Residents of Kuramo
The recent ocean surge and the quit order by the Lagos State Government to residents of Kuramo Beach may have truncated the party at one of Lagos’ erstwhile hottest fun spots, but Nseobong Okon-Ekong reports that the party has simply moved next door
Things are not what they used to be at the Kuramo Beach at Victoria Island, Lagos. For so long, the leisure spot progressed from existing in the shadow of its more popular cousin, the Victoria Beach, better known as Bar Beach to start a life its own. Soon, it would be miles head of the Bar Beach in fame and notoriety. The reference was to Kuramo when mayhem, crime and debauchery were in the air. Kuramo was believed in many quarters to be the modern day Sodom and Gomorrah, accommodating all kinds of vices and persons of easy virtue.
For whatever it was worth, the party at Kuramo Beach was brought to an abrupt and teary end recently, as the Atlantic Ocean crept in stealthily like a thief in the night. The raging ocean waters had cut through the patch of sand separating it from the Kuramo Lake. Following this tragedy, the Lagos State Government ordered an evacuation of the residents.
Residents of the commune were ill-prepared for the ocean surge, although a couple of them were still awake as is often the case with Kuramo which never goes to sleep, it was about 2 a.m. The majority of them were, however, asleep.
This reporter was at Kuramo in the early hours of Thursday, August 24. It is a new day at the once thriving leisure spot. An armoured personnel carrier stood guard where the entrance gate used to be. Before the ocean sacked the commune, fun-seekers were required to pay between N200 and N500 to access the place.
Rafiu Usman, who ran a small bar and fish barbecue spot at Kuramo, has since relocated to the Bar Beach, like several of colleagues. He is unbowed by the raging Atlantic and the insistence of the Lagos State Government to control human activities in the vicinity.
At the time of my visit, while all was quite at the Kuramo end of the beach, the party has simply shifted to the Bar Beach. However, not every former resident of Kuramo has decided to two Rafiu’s path. A good number of them have taken the twin warnings from the ocean and the government as a command to seek their fortune elsewhere.
This much was disclosed by Prince Kayode Aminu Akinbami, who used to live with his wife and two children at Kuramo. He has sent his wife and children ahead to his hometown in Ibadan. His days in Lagos are numbered. Akinbami, who calls himself Prince of the Coast, took up residence at Kuramo over 20 years ago after he lost his job as a sailor.
Speaking in impeccable English language, the Prince of the Coast said it may not have been rosy, but he was able to make ends meet by running a bar and providing “cabins” for overnight stay at N1000 per night. Now that his means of livelihood has been truncated, he is looking for a means to buy a vehicle with which he intends to ply the roads as a taxi driver.
Akinbami is not happy with his colleagues who failed to stop their trade in honour of the dead. Visibly pained, he lamented the loss of lives. “These were people that we lived and played; parents and their children. I knew all of them. The least we could have done for them was to close shop for one day, but I was surprised that people could not be persuaded to show such gesture.”

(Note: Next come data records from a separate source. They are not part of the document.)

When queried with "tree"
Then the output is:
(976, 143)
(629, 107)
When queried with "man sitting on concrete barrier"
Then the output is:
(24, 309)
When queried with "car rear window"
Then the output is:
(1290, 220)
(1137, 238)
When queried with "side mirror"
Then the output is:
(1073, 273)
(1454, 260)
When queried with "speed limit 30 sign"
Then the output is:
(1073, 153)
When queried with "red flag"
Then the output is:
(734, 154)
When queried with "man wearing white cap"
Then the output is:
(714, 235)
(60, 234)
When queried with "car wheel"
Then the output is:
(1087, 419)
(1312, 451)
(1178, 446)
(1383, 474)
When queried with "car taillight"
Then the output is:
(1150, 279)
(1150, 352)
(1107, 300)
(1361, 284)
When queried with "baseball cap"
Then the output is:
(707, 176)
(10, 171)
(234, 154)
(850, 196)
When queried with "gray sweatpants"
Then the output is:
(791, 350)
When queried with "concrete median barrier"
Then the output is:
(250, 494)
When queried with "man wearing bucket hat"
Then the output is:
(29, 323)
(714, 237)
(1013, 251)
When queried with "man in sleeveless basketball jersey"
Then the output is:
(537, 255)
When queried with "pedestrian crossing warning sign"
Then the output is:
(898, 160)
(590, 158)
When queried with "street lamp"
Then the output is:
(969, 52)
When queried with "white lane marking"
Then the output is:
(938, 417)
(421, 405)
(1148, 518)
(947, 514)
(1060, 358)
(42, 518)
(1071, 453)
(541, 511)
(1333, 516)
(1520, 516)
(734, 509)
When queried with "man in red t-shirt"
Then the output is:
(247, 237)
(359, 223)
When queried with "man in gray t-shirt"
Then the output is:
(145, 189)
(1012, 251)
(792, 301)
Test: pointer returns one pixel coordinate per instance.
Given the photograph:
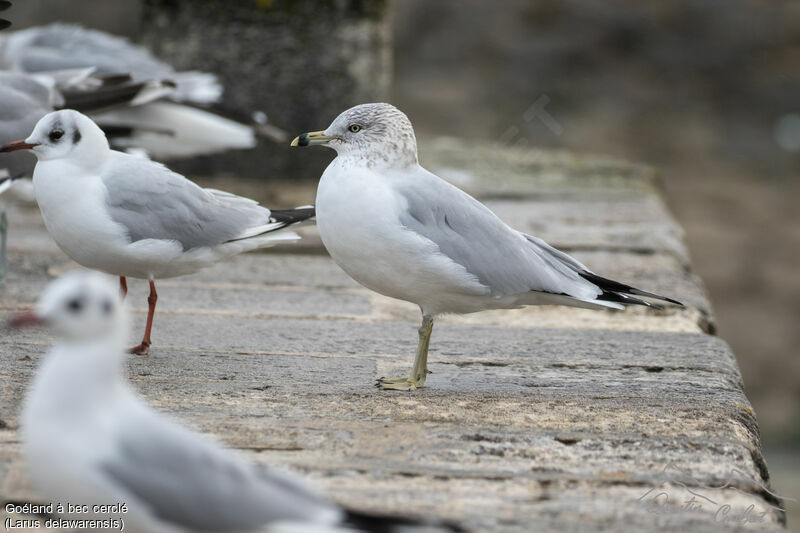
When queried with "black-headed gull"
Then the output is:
(429, 242)
(90, 442)
(131, 217)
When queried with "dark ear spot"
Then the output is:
(75, 305)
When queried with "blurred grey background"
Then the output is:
(707, 91)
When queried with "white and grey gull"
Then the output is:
(402, 231)
(89, 439)
(131, 217)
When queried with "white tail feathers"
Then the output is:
(197, 87)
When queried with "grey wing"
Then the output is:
(66, 46)
(186, 480)
(22, 103)
(505, 260)
(152, 202)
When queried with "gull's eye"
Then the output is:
(75, 305)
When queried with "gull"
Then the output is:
(131, 217)
(90, 439)
(134, 114)
(59, 46)
(430, 243)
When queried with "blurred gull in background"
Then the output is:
(140, 101)
(88, 438)
(129, 216)
(427, 242)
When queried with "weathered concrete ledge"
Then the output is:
(535, 419)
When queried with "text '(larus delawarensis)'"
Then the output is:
(90, 440)
(406, 233)
(131, 217)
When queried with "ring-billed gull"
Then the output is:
(131, 217)
(90, 440)
(430, 243)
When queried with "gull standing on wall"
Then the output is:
(404, 232)
(131, 217)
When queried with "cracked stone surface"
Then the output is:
(542, 418)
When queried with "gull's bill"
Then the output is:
(312, 138)
(149, 222)
(18, 145)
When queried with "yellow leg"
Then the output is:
(420, 371)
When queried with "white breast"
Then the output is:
(73, 209)
(358, 219)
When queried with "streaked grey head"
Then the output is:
(375, 134)
(82, 306)
(68, 133)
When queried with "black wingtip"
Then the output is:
(614, 290)
(370, 523)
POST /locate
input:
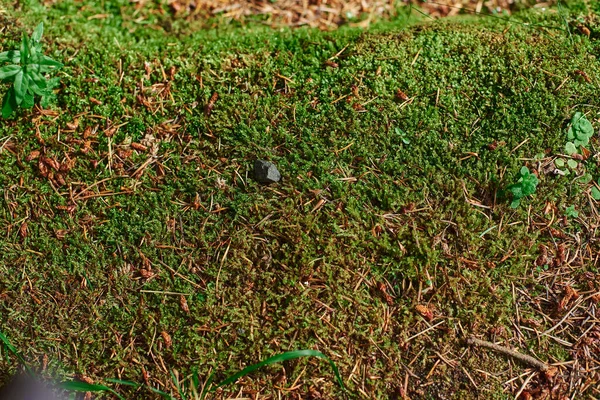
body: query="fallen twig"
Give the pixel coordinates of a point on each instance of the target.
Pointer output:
(512, 353)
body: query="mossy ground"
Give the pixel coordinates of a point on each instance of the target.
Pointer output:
(389, 201)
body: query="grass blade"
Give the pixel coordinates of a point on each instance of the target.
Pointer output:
(75, 386)
(290, 355)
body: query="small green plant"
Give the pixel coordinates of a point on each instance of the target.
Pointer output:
(402, 135)
(525, 186)
(27, 71)
(596, 191)
(571, 212)
(579, 133)
(193, 390)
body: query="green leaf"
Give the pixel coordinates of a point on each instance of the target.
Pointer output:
(571, 212)
(9, 71)
(87, 387)
(9, 103)
(584, 128)
(524, 171)
(516, 190)
(576, 117)
(27, 100)
(11, 56)
(581, 142)
(586, 178)
(572, 164)
(570, 148)
(290, 355)
(20, 87)
(24, 49)
(37, 33)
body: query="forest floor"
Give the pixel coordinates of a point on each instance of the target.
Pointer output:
(138, 246)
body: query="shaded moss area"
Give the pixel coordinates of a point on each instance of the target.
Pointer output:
(395, 147)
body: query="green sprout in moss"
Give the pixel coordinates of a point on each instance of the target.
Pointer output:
(27, 71)
(525, 186)
(579, 133)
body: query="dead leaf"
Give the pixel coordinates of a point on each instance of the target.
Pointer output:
(424, 311)
(52, 163)
(33, 155)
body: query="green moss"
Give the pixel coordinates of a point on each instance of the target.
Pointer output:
(269, 269)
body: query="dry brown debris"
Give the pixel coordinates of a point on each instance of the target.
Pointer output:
(326, 14)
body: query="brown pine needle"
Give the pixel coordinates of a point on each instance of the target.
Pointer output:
(511, 353)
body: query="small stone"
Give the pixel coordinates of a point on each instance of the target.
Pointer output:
(266, 172)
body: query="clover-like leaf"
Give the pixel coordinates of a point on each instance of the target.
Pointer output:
(572, 164)
(11, 56)
(9, 71)
(571, 212)
(586, 178)
(570, 148)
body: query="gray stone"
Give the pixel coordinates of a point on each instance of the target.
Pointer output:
(25, 387)
(266, 172)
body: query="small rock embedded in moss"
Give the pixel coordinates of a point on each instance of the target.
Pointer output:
(266, 172)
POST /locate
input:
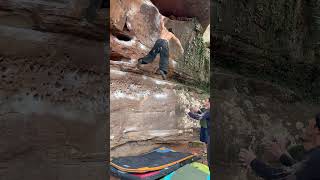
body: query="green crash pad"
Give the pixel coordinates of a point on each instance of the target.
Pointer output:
(193, 171)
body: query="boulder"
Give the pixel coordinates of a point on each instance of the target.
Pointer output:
(147, 109)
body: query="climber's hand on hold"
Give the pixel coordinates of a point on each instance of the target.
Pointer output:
(182, 50)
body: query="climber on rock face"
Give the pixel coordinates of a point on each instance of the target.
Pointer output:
(205, 133)
(161, 46)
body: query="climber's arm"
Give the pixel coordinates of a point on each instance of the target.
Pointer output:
(178, 42)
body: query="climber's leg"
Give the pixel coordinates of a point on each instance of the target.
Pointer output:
(164, 57)
(152, 54)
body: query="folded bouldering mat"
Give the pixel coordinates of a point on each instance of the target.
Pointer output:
(155, 160)
(144, 176)
(191, 171)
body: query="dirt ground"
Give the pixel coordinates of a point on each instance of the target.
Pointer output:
(193, 147)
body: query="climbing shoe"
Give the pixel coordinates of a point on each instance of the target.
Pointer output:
(163, 74)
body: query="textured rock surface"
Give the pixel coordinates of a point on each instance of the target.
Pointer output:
(52, 111)
(262, 40)
(135, 28)
(186, 9)
(146, 111)
(272, 38)
(149, 111)
(253, 112)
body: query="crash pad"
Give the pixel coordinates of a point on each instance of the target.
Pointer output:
(144, 176)
(155, 160)
(190, 172)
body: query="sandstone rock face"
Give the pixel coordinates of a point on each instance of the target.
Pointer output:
(273, 38)
(134, 30)
(257, 41)
(253, 111)
(144, 109)
(53, 99)
(186, 9)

He was no less disappointed by the Lagos State Government. Comparing the Kuramo tragedy with the shooting in Colorado, USA, Akinbami recalled how the American President left everything he was doing to visit the bereaved. “What do we get here? Even if the President could not come, what about the governor of Lagos State?” he queried. “They only sent law enforcement agents to kick us out. It means that there is little value for human life in Nigeria. But when it comes to election time, they know that the votes in Eit-Osa and Alimosho local government areas matter.”
He was, however, grateful that the calamity did knock on their doors a few months back. He said the number of the dead would have been alarming. “The chairman of the local government visited us some time ago and ordered some shacks that were considered unfit for human habitation be demolished. This led to the evacuation of a lot of people from Kuramo. Otherwise, the recent ocean surge would have been a national mourning.”
The likes of Rafiu do not think their customers would have any difficulties in locating his new trading port at the Bar Beach area opposite the Tiamiyu Savage Street, off Ahmadu Bello Way. His only worry is that some of his clients loved the hide-away ambience that Kuramo offered. “Since it was tucked into the farthest end of the Bar Beach people who loved to enjoy themselves away from public glare preferred the Kuramo.”
The area boys are still in charge; locating a parking spot for your car and getting a fee for watching over it while you indulge. The taxi drivers are still alert, ready to take you to your destination. The sound of music was blaring from loud speakers competing for attention with the roar of the ocean waters. Revellers, who cared to dance, were up and moving to the beat. A couple of Aladura adherents were dancing to music of a different kind.
From the look of things, the Kuramo party has not totally ground to a halt. It has moved base to the Bar Beach, albeit in a moderated shape, as the new location is too much in the open to accommodate the social excesses that were carried on with reckless at the Kuramo.